# Big enough loft for 4 birds?



## Dimitry (May 9, 2009)

Would a 3x3x5 loft be big enough for 4 homing pigeons ? any response is appreciated


----------



## Lovebirds (Sep 6, 2002)

Dimitry said:


> Would a 3x3x5 loft be big enough for 4 homing pigeons ? any response is appreciated


No, not really.


----------



## Dimitry (May 9, 2009)

What would be the ideal space for them/ what would be minimum space ? im just a noob.


----------



## Lovebirds (Sep 6, 2002)

Are these going to be older birds that you have to keep as prisoners/breeders or are you getting young birds?


----------



## Dimitry (May 9, 2009)

young birds


----------



## Lovebirds (Sep 6, 2002)

Sorry for all the questions, but are you building a small loft because that's all you CAN build or because you think you just want 4 birds?
The bigger you can build a loft, the better. 4 birds can turn into 8 quick, and it gets worse from there. A small loft would be fine for 4 young birds for about 6 months.....then, when they get older and want to mate up and lay eggs..............well, you can see where this is going.


----------



## Dimitry (May 9, 2009)

well, im building the loft 3x3x5 because that seems just about the max room i can have i also was going to have a decent size aviary thought.


----------



## Lovebirds (Sep 6, 2002)

Dimitry said:


> well, im building the loft 3x3x5 because that seems just about the max room i can have i also was going to have a decent size aviary thought.

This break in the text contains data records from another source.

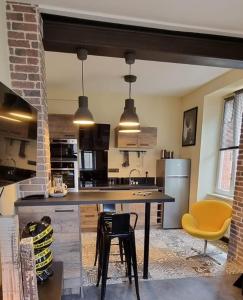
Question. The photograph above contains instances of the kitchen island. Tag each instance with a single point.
(65, 217)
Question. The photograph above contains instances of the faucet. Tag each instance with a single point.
(130, 174)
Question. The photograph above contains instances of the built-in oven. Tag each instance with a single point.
(69, 171)
(93, 168)
(64, 149)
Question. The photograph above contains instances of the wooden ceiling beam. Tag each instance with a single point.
(65, 34)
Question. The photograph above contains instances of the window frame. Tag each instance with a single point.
(235, 152)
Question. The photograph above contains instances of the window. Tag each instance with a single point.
(229, 144)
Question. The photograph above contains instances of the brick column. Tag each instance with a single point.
(28, 78)
(236, 232)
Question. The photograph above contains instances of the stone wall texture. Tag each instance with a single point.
(236, 230)
(28, 79)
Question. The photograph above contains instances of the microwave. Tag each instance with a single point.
(64, 149)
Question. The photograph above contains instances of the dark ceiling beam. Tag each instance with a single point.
(64, 34)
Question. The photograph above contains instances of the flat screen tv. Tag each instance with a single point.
(18, 138)
(95, 137)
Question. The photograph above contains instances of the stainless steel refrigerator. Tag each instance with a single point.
(173, 176)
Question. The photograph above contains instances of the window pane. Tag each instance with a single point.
(225, 171)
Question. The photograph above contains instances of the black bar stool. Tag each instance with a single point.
(108, 210)
(118, 226)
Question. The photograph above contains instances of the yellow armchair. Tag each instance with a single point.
(208, 220)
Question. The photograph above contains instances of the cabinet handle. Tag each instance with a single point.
(64, 210)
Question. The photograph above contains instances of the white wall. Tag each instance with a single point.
(161, 112)
(210, 138)
(10, 194)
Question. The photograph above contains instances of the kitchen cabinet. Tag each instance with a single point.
(147, 138)
(67, 244)
(62, 127)
(89, 217)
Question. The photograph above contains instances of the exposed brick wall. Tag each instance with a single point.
(28, 78)
(236, 230)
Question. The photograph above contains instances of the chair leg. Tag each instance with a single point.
(100, 260)
(121, 250)
(135, 267)
(97, 242)
(128, 260)
(105, 264)
(205, 248)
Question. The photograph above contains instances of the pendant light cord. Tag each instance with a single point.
(130, 84)
(83, 77)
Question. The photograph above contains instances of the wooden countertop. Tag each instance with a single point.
(100, 197)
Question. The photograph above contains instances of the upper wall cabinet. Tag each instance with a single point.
(62, 127)
(147, 138)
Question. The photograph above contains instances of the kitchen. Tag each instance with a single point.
(126, 162)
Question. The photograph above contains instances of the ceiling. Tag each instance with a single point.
(223, 17)
(105, 75)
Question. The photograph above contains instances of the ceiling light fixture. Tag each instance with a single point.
(9, 119)
(83, 116)
(129, 121)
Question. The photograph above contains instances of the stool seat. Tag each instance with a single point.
(118, 226)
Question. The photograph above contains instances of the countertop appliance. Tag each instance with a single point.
(93, 168)
(18, 138)
(64, 162)
(69, 172)
(64, 149)
(95, 137)
(173, 175)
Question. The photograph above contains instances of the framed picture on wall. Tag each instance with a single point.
(189, 127)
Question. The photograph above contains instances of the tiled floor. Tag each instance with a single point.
(170, 252)
(200, 288)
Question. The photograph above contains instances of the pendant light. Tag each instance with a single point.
(129, 121)
(83, 116)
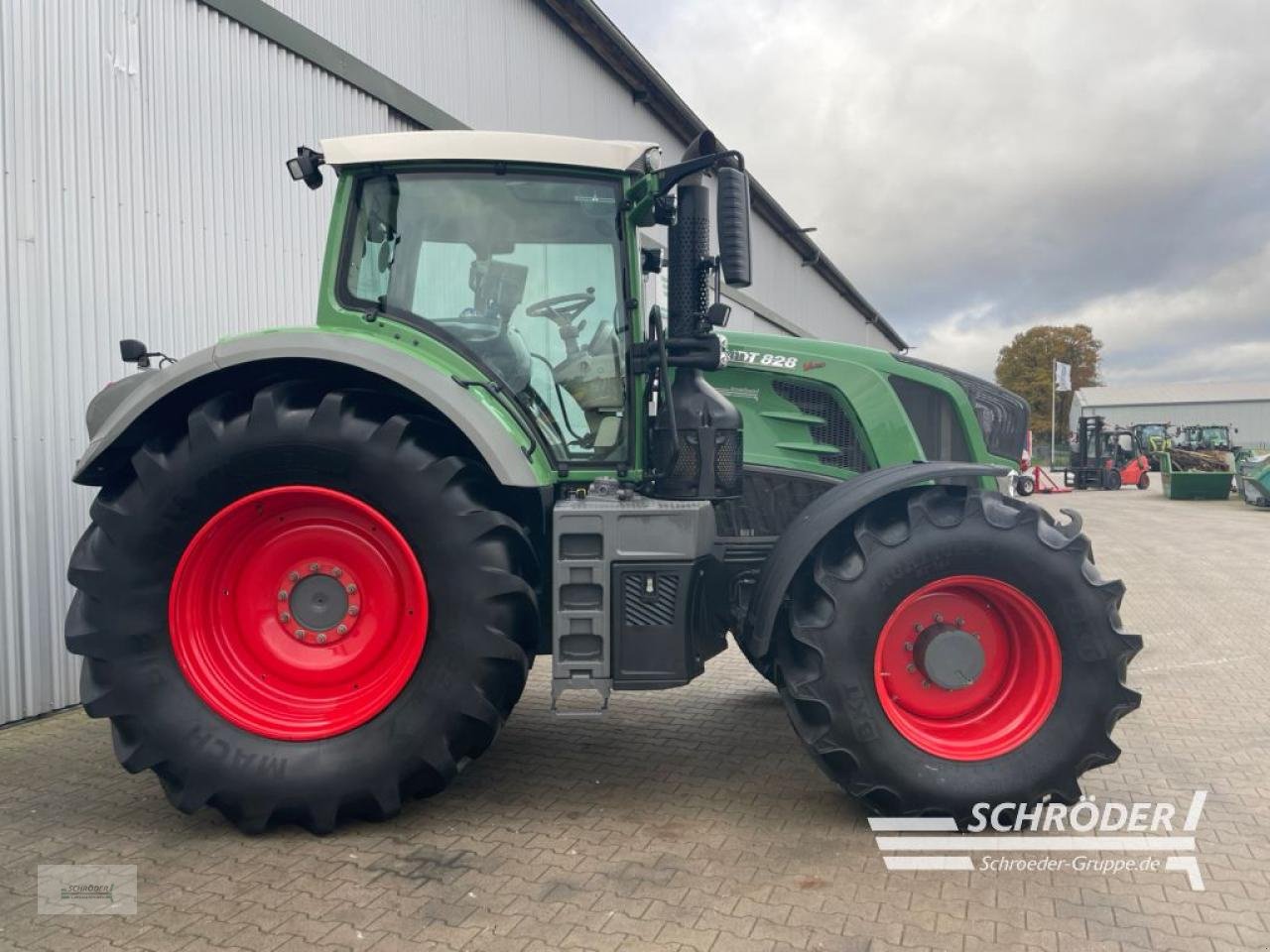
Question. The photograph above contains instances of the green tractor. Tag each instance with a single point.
(321, 560)
(1153, 438)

It's not ideal but if that's what your going to do, I can't stop you of course. I will just say that 4 birds is MAX and a good size aviary is almost a must and the birds should be trained so that they can fly and not be cooped up in a box 24/7.


----------



## Dimitry (May 9, 2009)

yes i hope to have them able to fly from the coop/ attempt to do training toss's no races just a rooftop flyer. What would your ideal size be for 4 birds/ what would you say is minimum size?


----------



## Lovebirds (Sep 6, 2002)

I would go with *at least *a 4 x 4 and a 4 x 6 if you could. Trust me.......you will NOT be satisfied with just 4 birds. A 4 x 4 can hold 6 to 8 (8 is pushing it) and a 4 x 6 could hold up to 12.......as long as they are flyers and can get out of the loft daily. 
But, even saying that, you're going to eventually run into these birds maturing, mating, laying eggs, etc............


----------



## tommymartin (Nov 26, 2009)

*rule of thumb*

The rule of thumb is 1 square foot per bird. 3x3 would mean 9 birds. assuming the third measurement(height) isn't just 1 foot. but I would say 3x3x5 is plenty of room for 4 birds. Enjoy your birds and watch out for the predators.


----------



## sky tx (Mar 1, 2005)

Dimitry-most of us started with a small coop to keep a few pigeons----THEN wished we had started with a larger loft..NOW the 6 X 16 seems small. When they mature you will have pigeons hatching "like popcorn popping"


----------



## Charis (Feb 11, 2007)

tommymartin said:


> The rule of thumb is 1 square foot per bird. 3x3 would mean 9 birds. assuming the third measurement(height) isn't just 1 foot. but I would say 3x3x5 is plenty of room for 4 birds. Enjoy your birds and watch out for the predators.


Actually...the rule of thumb is 2 square feet per bird, minimum.


----------



## Guest (Dec 5, 2009)

Charis said:


> Actually...the rule of thumb is 2 square feet per bird, minimum.


yes Charis is right the minimum for homers is 2 square feet per bird and smaller breeds are 1 and a half square feet per bird


----------



## Charis (Feb 11, 2007)

LokotaLoft said:


> yes Charis is right the minimum for homers is 2 square feet per bird and smaller breeds are 1 and a half square feet per bird




*Minimum* being a very important word.


----------



## Mindy (Apr 2, 2009)

I hope you have some fake eggs to replace the real ones so you don't end up with more pigeons than you have the space for. min


----------



## doveone52 (Aug 3, 2009)

Lovebird is so right! You will def want more. I have a 6x6x8 and have expanded twice in a few months! They're like potato chips. So build the best you can and have fun w/ those birds!


----------



## spirit wings (Mar 29, 2008)

the original post was from the month of may...but always good as a reminder on the space requirments...


----------